In Erlang, you are encouraged not to match patterns that you do not actually handle. For example:
case (anint rem 10) of
1 -> {ok, 10}
9 -> {ok, 25}
end;
is a style that is encouraged, with other possible results resulting in a badmatch
result. This is consistant with the "let it crash" philosophy in Erlang.
On the other hand, F# would issue an "incomplete pattern matching" in the equivalent F# code, like here.
The question: why wouldn't F# remove the warning, effectively by augmenting every pattern matching with a statement equivalent to
|_ -> failwith "badmatch"
and use the "let it crash" philosophy?
Edit: Two interesting answers so far: either to avoid bugs that are likely when not handling all cases of an algebraic datatype; or because of the .Net platform. One way to find out which is to check OCaml. So, what is the default behaviour in OCaml?
Edit: To remove misunderstanding by .Net people who have no background in Erlang. The point of the Erlang philosophy is not to produce bad code that always crashes. Let it crash means let some other process fix the error. Instead of writing the function so that it can handle all possible cases, let the caller (for example) handle the bad cases which are thrown automatically. For those with Java background, it is like the difference between having a language with checked exceptions which must declare everything it will possibly return with every possible exception, and having a language in which functions may raise exceptions that are not explicitly declared.
Advertisements. Pattern matching allows you to “compare data with a logical structure or structures, decompose data into constituent parts, or extract information from data in various ways”.
Pattern Matching: Scala Pattern matching is one of the features of functional programming that make it such an awesome paradigm. This tool is somewhat similar to switch statements you might be familiar with from other languages such as Java or Python, however Scala pattern matching is a much more powerful…
Pattern matching is used to determine whether source files of high-level languages are syntactically correct. It is also used to find and replace a matching pattern in a text or code with another text/code. Any application that supports search functionality uses pattern matching in one way or another.
let is the F# keyword used to bind any value to a name, it's used to bind the so called primitive types such as a string or an integer , to bind to a function or more complex structures such as arrays or records.

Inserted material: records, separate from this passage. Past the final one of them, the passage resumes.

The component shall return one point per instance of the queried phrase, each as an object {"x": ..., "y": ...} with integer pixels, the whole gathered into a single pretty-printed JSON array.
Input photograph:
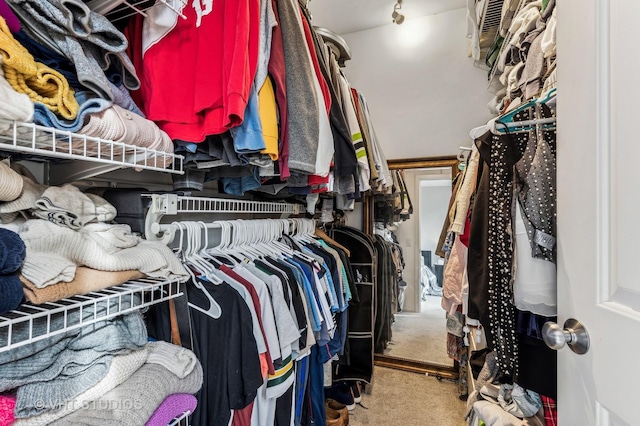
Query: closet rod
[
  {"x": 173, "y": 204},
  {"x": 499, "y": 125}
]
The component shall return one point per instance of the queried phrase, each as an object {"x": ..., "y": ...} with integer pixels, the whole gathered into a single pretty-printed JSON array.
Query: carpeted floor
[
  {"x": 421, "y": 336},
  {"x": 398, "y": 398}
]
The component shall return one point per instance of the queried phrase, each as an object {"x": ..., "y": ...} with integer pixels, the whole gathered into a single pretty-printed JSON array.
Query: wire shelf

F# (and other languages with pattern matching, like Haskell and O'Caml) does implicitly add a case that throws an exception.
In my opinion the most valuable reason for having complete pattern matches and paying attention to the warning, is that it makes it easy to refactor by extending your datatype, because the compiler will then warn you about code you haven't yet updated with the new case.
On the other hand, sometimes there genuinely are cases that should be left out, and then it's annoying to have to put in a catch-all case with what is often a poor error message. So it's a trade-off.
In answer to your edit, this is also a warning by default in O'Caml (and in Haskell with -Wall).
If you love us? You can donate to us via Paypal or buy me a coffee so we can maintain and grow! Thank you!